Governor Rick Scott is on a mission to kill an automatic 1.7 percent tuition hike. The increase is written into state law and is based on the rate of inflation.
Scott is now warning universities that if they take the hike, they need to lower other fees.
The year 1995 was the last time college students didn't see their tuition go up from one year to the next. Tuition then was $1,700 a year.
"As I came into the office, I've been opposed to tuition increases," Scott said.
Scott is on a mission to keep universities from hiking tuition. He vetoed a 3 percent hike that would have added about $100 a year.
"Our universities have raised tuition fees 125 percent in the last 10 years," said Scott.
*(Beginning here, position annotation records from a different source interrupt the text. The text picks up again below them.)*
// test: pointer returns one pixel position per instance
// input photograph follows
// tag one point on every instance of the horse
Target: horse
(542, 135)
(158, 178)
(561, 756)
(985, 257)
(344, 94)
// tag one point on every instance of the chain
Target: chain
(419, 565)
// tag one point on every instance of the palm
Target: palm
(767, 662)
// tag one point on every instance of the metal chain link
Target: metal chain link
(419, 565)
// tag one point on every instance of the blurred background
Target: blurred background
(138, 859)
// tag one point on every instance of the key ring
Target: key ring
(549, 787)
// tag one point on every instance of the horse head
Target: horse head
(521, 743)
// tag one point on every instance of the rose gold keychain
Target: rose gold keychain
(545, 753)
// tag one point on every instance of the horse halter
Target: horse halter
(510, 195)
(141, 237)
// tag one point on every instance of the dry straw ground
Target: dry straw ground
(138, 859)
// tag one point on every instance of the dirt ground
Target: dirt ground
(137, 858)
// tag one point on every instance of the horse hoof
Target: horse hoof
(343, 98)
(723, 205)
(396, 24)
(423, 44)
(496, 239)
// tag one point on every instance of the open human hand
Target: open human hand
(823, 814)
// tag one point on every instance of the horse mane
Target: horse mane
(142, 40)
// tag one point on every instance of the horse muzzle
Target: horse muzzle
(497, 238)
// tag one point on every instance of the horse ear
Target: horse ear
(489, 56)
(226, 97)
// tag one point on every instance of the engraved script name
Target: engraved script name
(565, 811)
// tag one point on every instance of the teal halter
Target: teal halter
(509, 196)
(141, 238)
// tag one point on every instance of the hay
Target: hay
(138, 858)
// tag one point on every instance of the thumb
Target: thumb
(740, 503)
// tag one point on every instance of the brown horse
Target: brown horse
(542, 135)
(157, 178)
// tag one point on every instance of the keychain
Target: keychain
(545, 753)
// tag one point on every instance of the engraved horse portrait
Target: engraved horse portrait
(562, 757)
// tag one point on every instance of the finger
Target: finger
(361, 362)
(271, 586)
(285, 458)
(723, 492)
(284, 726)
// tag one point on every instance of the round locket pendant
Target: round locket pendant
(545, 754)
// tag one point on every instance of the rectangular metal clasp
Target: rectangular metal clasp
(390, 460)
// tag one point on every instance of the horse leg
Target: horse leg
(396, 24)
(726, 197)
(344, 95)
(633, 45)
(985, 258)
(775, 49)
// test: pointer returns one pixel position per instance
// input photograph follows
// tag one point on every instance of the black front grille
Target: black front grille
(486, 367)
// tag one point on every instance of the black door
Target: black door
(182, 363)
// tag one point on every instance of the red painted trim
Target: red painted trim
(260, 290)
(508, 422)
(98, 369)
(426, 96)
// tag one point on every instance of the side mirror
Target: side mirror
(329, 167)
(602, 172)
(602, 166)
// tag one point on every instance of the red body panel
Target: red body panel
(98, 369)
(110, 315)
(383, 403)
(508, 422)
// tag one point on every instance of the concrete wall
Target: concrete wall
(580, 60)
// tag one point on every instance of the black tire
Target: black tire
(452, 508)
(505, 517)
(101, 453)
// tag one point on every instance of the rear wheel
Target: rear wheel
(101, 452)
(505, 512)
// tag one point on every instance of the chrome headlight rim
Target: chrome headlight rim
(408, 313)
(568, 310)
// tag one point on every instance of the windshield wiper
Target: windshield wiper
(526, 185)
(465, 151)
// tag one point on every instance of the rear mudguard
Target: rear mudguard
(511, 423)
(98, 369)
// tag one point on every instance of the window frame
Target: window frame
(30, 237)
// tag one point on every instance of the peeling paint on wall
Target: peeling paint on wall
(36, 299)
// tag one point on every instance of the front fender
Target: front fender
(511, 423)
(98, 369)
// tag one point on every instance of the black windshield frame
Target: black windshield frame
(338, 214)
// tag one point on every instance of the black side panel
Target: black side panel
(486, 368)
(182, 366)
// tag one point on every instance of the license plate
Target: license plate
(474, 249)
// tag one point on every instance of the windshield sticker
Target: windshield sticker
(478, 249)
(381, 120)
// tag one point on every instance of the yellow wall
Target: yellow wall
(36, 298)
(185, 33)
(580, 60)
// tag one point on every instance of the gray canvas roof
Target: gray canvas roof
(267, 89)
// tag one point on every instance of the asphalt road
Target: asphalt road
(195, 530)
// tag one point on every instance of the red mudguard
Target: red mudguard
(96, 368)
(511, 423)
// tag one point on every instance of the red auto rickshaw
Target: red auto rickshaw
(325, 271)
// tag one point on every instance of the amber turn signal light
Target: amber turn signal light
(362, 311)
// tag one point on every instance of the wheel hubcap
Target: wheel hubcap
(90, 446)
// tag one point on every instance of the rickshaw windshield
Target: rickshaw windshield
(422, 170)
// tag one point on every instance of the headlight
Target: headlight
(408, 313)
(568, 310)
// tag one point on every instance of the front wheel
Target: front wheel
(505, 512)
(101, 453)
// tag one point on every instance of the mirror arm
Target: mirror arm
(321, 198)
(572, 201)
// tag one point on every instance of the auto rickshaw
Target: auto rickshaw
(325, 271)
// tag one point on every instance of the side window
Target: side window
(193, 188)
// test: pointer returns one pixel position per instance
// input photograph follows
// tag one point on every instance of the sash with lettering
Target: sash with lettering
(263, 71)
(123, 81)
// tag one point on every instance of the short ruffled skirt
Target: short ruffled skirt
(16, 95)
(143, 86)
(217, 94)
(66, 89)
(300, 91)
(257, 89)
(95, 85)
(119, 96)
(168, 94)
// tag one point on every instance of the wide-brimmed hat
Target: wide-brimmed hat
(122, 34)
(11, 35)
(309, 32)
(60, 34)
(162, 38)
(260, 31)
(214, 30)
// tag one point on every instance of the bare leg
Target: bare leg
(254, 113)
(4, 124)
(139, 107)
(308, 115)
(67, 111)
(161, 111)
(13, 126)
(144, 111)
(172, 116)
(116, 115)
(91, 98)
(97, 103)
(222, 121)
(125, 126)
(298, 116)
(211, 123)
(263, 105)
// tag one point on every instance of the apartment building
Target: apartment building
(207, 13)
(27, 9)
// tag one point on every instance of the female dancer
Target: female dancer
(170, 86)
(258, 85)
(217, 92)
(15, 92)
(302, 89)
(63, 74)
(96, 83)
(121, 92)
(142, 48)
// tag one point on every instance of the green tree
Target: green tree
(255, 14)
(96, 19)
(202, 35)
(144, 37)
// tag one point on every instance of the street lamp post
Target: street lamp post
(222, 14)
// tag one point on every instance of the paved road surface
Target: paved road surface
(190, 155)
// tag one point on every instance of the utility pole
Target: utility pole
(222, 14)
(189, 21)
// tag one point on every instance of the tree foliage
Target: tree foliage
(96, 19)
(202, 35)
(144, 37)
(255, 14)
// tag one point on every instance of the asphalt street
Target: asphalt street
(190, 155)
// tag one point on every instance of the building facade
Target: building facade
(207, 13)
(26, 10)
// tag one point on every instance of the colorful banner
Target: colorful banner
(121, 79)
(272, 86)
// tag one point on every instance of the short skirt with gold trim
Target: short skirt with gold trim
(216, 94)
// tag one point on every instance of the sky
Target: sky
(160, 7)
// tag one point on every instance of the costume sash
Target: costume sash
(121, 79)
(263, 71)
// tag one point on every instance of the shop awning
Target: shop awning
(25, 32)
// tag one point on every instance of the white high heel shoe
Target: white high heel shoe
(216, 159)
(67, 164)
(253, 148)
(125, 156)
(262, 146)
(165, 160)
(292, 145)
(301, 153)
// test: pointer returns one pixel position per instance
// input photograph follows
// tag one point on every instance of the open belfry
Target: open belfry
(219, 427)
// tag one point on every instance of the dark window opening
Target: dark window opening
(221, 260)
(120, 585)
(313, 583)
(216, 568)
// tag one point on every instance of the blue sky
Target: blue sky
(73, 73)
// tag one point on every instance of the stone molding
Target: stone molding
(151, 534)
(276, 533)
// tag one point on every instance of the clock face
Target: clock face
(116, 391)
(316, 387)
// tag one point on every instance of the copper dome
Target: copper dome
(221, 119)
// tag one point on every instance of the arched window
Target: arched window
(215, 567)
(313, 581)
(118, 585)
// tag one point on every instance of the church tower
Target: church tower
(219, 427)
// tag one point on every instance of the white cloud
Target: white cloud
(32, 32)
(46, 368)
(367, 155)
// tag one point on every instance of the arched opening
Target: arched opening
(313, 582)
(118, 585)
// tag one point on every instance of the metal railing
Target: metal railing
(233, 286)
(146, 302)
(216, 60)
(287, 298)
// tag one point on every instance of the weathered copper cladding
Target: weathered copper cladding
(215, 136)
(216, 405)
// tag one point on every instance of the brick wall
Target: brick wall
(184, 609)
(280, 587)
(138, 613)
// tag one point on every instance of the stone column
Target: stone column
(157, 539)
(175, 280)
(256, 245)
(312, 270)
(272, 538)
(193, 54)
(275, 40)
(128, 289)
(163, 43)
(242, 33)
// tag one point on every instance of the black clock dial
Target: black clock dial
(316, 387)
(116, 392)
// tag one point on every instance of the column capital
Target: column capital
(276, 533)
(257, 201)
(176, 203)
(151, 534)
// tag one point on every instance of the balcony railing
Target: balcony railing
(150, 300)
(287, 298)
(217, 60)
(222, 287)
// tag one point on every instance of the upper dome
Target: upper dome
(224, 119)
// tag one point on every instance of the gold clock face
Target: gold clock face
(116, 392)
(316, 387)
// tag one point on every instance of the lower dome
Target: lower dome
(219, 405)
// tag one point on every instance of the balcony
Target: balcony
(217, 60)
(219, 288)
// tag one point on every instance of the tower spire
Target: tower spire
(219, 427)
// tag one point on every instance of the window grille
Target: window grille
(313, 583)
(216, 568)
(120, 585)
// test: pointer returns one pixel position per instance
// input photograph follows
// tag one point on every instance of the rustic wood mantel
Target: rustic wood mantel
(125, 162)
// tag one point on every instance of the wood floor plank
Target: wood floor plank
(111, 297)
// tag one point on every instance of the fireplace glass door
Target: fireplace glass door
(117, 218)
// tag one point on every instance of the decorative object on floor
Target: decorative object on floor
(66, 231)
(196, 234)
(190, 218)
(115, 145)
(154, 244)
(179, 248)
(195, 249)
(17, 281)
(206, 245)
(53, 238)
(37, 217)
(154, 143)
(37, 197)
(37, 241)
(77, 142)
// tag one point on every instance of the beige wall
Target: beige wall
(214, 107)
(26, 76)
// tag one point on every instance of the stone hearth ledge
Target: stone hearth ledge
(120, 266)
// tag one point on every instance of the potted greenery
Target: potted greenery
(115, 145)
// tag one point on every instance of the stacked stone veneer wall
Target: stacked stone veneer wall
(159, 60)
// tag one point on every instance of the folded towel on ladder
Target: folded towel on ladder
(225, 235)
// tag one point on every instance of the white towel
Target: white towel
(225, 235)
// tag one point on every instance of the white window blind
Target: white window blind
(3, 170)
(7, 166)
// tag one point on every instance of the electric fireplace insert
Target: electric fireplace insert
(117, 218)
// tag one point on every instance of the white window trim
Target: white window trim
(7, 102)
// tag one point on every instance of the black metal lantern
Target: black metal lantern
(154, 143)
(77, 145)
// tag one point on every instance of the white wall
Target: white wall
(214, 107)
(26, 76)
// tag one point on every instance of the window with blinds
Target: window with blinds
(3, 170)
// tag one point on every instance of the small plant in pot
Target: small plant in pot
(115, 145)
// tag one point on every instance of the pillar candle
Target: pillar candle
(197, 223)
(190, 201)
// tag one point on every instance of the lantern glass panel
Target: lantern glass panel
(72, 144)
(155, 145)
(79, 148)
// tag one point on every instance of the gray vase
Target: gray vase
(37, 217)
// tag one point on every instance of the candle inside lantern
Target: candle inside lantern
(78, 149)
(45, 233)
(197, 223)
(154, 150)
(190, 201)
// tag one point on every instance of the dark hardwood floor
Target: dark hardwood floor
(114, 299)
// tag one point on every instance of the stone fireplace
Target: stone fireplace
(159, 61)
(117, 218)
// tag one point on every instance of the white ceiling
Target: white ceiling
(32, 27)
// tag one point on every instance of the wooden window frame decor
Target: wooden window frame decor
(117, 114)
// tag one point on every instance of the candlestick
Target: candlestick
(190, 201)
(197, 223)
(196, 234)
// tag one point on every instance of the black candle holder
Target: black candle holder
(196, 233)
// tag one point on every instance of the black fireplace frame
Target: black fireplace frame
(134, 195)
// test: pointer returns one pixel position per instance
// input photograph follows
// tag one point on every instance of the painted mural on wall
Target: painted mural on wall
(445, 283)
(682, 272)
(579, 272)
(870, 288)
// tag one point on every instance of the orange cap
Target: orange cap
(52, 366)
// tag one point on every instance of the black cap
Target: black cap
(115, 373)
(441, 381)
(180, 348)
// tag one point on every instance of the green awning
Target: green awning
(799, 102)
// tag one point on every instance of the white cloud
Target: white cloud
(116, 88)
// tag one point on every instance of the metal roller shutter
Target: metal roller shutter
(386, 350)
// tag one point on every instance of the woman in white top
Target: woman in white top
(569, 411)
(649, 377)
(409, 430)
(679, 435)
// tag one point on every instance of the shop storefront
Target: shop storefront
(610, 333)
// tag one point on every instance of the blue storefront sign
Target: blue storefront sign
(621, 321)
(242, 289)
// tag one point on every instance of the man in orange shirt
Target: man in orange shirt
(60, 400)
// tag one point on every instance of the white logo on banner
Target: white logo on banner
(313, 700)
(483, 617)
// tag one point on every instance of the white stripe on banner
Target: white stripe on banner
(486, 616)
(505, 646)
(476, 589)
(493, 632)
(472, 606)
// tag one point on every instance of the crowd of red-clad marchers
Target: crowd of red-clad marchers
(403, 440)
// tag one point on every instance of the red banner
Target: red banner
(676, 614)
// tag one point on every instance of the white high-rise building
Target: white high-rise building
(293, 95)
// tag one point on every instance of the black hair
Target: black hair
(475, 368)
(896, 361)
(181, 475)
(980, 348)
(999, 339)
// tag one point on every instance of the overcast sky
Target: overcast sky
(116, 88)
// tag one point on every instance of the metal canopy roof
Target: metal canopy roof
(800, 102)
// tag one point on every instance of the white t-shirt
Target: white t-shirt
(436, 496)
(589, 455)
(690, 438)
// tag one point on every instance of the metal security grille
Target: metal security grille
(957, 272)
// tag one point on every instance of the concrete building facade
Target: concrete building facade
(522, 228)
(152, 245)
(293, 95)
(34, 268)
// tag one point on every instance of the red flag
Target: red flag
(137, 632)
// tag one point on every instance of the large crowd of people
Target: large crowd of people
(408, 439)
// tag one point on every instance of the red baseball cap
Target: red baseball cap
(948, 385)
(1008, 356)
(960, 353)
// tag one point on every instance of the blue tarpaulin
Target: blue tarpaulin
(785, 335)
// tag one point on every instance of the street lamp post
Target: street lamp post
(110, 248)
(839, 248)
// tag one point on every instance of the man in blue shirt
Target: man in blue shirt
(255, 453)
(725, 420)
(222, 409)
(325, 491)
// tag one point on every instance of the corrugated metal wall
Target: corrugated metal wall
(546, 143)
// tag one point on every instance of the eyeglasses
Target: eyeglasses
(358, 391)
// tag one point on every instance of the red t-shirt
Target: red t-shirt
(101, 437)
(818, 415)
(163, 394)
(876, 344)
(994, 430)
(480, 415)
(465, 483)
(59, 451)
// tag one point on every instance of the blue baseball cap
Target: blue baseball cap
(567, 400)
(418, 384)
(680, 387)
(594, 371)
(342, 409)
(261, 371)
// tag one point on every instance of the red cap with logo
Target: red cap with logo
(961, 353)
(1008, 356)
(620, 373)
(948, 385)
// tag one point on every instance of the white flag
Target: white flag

This week, Scott met with four university presidents, trying to block a state law that requires tuition to go up as much as inflation. FSU President Eric Barron was one of the four.
"I told him that our legal counsel as for other universities said this is automatic," said Barron.
This fall's automatic increase is 1.7 percent. Scott said if the law requires the hike, something else should be lowered.
"I'm very concerned about the cost of tuition," said Scott.
University Trustees have the final decision. At FSU, Faculty Senate President Gary Tyson, said the school needs the resources.
"Right now, I'm leaning towards going with the current budget, which includes the cost of living increase on it," Tyson said. "I've looked at the rest of the budget and we're spending our money well."
If that 1995 tuition had only increased by the rate of inflation, students this past year would have paid just $2,600, instead of the $6,000 they pay.
Trustees at FSU will vote on the increase Friday afternoon.
In addition to trying to lower the cost of college, Scott also sees political opportunity. His let's Get to Work campaign committee sent an email this week, asking supporters who agree with his tuition stance to send $10.